Posisi seksual alternatif, misalnya, perempuan di atas, dipandang tidak wajar. Diyakini bahwa posisi lain menggerogoti dominasi maskulin alami pria. Anehnya, beberapa teolog yang berpikiran lebih liberal menghabiskan waktu untuk membuat peringkat bagaimana posisi seksual yang berdosa didasarkan pada seberapa alami mereka. Semakin 'tidak wajar' posisinya, semakin besar kemungkinan seseorang akan masuk neraka.

Jenis kontak seksual lainnya juga dilarang. Ini berarti tidak ada seks oral, tidak ada seks anal, tidak ada masturbasi, dan tidak ada foreplay. Setiap tindakan seksual yang tidak ditujukan secara khusus untuk membuat bayi dianggap sodomi.

Melanggar aturan ini datang dengan beberapa hukuman yang sangat keras. Pria yang terbukti bersalah melakukan sodomi dapat menghadapi hukuman dibakar di tiang pancang, digantung, atau bahkan mati kelaparan.

Melanggar Aturan Seks Abad Pertengahan

Tidak ada bagian dari seks yang Gereja Katolik tidak coba atur, dan hukumannya sering kali berat. Gereja hanya punya satu masalah: orang suka berhubungan seks. Lebih buruk lagi, semakin sesuatu hal dilarang, sering kali semakin menarik juga.

Bukti menunjukkan bahwa terlepas dari semua ancaman gereja, kebanyakan orang mengabaikan aturan, mengetahui selama itu di balik pintu tertutup, gereja akan kesulitan membuktikan apa pun.

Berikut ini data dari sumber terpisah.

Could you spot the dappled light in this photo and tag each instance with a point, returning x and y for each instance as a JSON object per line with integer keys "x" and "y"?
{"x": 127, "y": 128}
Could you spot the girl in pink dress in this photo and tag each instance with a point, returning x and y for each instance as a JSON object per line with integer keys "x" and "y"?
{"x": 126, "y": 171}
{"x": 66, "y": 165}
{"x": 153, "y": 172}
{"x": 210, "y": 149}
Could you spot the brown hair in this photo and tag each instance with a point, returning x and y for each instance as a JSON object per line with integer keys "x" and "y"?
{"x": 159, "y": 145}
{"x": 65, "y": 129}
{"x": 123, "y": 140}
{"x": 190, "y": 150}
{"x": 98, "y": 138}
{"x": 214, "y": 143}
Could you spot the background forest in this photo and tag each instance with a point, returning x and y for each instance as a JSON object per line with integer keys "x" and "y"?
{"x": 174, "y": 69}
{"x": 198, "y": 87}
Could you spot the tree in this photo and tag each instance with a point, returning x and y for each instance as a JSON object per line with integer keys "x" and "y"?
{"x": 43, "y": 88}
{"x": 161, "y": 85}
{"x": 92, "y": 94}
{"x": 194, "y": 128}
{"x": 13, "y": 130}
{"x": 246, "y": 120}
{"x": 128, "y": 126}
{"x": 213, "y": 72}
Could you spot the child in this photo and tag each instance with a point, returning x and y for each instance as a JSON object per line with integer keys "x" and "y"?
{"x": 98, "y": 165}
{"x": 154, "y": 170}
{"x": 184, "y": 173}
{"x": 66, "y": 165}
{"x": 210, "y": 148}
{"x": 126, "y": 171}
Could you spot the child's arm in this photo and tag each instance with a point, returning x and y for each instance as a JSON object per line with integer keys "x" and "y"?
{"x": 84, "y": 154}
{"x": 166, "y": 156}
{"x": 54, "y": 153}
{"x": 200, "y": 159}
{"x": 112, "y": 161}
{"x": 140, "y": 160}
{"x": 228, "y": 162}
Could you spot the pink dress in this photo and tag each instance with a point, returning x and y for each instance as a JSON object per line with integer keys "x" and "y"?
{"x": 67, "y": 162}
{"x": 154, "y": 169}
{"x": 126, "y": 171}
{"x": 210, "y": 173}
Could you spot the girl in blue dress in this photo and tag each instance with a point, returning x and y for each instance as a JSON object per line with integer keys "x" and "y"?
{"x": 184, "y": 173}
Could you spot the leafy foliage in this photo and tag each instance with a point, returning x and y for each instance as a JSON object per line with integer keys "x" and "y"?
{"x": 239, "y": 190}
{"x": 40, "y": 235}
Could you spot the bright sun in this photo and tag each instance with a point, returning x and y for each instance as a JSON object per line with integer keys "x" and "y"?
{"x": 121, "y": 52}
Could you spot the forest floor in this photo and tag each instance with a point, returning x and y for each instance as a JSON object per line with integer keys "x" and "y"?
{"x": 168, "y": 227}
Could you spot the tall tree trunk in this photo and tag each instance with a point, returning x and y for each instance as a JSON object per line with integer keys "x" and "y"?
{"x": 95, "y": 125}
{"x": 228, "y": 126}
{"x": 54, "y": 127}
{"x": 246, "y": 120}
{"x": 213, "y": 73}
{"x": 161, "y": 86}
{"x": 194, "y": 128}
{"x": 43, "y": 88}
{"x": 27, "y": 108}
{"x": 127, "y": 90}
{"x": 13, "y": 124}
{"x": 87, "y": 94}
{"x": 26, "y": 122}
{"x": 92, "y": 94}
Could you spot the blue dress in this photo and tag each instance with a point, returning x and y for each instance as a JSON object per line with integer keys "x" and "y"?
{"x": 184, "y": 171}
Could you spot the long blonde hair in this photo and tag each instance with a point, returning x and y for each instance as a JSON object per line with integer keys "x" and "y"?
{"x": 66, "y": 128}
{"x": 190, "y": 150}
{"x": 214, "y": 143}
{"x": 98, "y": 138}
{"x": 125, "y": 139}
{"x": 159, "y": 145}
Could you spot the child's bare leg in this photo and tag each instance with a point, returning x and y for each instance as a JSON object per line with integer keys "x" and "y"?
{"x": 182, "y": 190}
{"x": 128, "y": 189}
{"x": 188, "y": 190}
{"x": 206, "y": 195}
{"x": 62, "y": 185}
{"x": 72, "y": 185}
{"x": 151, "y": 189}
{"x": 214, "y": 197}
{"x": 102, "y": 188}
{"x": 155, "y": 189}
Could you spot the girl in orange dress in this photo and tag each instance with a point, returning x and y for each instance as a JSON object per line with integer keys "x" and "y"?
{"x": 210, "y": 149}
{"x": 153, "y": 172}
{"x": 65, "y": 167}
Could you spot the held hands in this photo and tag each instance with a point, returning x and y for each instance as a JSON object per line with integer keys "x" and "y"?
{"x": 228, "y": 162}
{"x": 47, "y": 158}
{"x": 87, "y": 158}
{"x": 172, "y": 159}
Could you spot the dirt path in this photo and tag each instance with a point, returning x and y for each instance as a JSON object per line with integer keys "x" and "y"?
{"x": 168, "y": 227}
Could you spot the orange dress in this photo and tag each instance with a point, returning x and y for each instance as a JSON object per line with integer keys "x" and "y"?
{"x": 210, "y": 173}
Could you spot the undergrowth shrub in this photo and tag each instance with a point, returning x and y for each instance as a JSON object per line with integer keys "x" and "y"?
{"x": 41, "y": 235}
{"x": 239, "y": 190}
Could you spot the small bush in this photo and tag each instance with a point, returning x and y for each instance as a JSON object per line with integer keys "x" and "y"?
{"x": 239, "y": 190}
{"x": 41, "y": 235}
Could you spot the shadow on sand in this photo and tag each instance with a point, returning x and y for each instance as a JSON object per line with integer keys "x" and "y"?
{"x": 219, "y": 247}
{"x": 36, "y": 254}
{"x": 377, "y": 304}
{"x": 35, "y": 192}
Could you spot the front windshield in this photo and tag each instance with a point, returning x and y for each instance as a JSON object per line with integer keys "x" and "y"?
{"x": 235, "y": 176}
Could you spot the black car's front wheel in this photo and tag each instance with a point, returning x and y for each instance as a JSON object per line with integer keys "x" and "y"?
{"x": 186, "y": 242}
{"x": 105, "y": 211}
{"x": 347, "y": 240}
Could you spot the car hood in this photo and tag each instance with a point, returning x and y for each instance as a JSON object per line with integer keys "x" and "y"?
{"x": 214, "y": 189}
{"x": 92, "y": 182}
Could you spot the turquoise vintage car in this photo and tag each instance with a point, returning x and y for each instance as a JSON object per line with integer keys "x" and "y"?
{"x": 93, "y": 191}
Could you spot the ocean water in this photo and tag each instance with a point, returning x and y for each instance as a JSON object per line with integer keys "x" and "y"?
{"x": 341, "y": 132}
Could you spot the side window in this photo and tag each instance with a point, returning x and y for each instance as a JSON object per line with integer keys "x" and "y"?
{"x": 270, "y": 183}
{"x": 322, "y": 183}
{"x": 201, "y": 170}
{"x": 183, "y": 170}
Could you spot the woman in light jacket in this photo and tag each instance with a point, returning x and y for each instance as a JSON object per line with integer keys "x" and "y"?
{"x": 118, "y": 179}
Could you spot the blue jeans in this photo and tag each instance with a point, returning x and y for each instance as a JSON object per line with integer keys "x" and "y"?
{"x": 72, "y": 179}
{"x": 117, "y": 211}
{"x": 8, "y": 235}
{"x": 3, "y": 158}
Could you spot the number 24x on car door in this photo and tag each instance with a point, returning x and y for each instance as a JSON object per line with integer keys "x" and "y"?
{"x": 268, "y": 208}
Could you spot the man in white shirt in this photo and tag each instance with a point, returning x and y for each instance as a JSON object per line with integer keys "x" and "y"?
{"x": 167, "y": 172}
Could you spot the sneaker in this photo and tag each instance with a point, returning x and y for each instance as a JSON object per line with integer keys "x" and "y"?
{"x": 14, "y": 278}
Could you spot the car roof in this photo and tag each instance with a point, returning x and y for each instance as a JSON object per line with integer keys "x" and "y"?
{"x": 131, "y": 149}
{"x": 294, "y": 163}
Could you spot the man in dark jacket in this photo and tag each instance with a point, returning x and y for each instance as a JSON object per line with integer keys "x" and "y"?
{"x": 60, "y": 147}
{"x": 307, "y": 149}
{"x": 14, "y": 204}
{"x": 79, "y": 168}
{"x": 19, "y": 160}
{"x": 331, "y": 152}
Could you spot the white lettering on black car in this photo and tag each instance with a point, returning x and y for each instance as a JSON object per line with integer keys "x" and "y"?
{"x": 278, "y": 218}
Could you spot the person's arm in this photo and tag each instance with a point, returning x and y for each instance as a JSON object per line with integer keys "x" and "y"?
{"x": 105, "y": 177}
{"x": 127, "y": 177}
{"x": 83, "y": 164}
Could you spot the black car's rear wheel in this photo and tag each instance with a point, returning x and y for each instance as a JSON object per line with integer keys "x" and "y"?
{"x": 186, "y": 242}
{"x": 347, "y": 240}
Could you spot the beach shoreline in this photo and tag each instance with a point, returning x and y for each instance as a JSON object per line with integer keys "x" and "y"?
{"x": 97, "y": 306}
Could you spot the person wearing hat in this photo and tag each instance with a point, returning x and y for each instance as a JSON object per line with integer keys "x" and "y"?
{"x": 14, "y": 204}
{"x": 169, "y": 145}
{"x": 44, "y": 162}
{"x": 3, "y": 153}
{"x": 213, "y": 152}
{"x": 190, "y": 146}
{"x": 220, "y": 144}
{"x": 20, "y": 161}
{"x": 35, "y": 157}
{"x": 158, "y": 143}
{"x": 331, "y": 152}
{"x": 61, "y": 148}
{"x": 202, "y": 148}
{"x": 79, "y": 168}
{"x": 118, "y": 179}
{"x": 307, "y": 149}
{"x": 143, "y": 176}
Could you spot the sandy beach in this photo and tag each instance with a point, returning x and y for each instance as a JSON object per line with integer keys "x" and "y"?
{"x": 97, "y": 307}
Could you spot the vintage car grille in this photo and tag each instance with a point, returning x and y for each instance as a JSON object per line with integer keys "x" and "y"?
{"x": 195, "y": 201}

Tentu saja, gereja-gereja saat ini masih memiliki ajaran tentang seks yang mereka harapkan diikuti oleh para praktisinya. Untungnya, bagaimanapun, kebanyakan orang di Barat bebas memilih apakah mereka mengikuti mereka atau tidak. Ini masalah kepercayaan, bukan hukum.

Hari ini, kehidupan pribadi kita adalah milik kita sendiri dan apa yang kita lakukan secara pribadi adalah urusan kita. Namun, penting untuk diingat bahwa meskipun beberapa aturan ini mengejutkan atau lucu muncul hari ini, ada bagian dunia di mana aturan semacam ini masih diberlakukan. Melihat aturan-aturan ini adalah pengingat bahwa kita tidak boleh mengambil kebebasan yang kita nikmati hari ini begitu saja.